Robert Z. Lawrence is the Albert L. Williams Professor of Trade and Investment at the John F. Kennedy School of Government at Harvard University. He is also a senior fellow at the Peterson Institute for International Economics in Washington, DC. Mr. Lawrence served as a member of President Bill Clinton’s Council of Economic Advisers from March 1999 to January 2001. He has held the New Century Chair as a nonresident senior fellow at the Brookings Institution, and founded and edited the Brookings Trade Forum series. He is a research associate at the National Bureau of Economic Research, the director of the Harvard Kennedy School Trade Group, and the faculty chair of Kennedy School Executive Programs. Mr. Lawrence has been a senior fellow in the Economic Studies Program at the Brookings Institution (1983–91), a research associate at the Brookings Institution (1976–82), an instructor at Yale University (1975), and a professorial lecturer at the Johns Hopkins School of Advanced International Studies (1978–81). He has served as a consultant to the Federal Reserve Bank of New York, the World Bank, the Organisation for Economic Co-operation and Development, and the United Nations Conference on Trade and Development. He was a member of the Presidential Commission on United States Pacific Trade and Investment Policy and has served as a member of the advisory committees of the Institute for International Economics, the Panel on Foreign Trade Statistics of the National Academy of Sciences, the Committee for Economic Development, the Overseas Development Council, and the panel of economic advisors of the Congressional Budget Office. He was the chair for the Project on Middle East Trade at the Institute for Social and Economic Policy in the Middle East at the John F. Kennedy School of Government. Mr. Lawrence has written over a hundred papers and articles on topics in the field of international economics. His books on domestic and international economic problems include Crimes and Punishments? Retaliation under the WTO (Institute for International Economics, 2003), Single World, Divided Nations? International Trade and the OECD Labor Markets (Brookings Institution Press, 1996), Regionalism, Multilateralism, and Deeper Integration (Brookings Institution Press, 1996), and Can America Compete? (Brookings Institution Press, 1984).

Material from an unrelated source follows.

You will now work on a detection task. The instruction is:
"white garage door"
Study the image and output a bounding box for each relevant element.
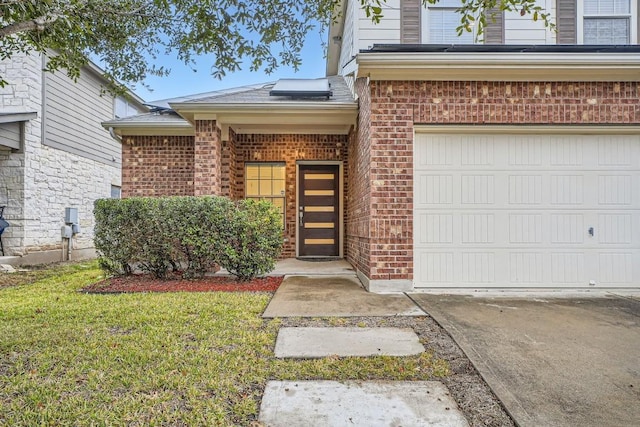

Philip Levy studies international trade and development at AEI. Before joining AEI, he handled international economic issues as a member of the secretary of state’s policy planning staff (2005–06), was senior economist for trade on the President’s Council of Economic Advisers (2003–05), and was a faculty member in Yale University’s Department of Economics (1994–2003). An economist by training, he has experience in many international trade and development policy issues, including free trade agreements, trade with China, antidumping policy, welfare effects of globalization, U.S. foreign assistance policy, and economic development policy.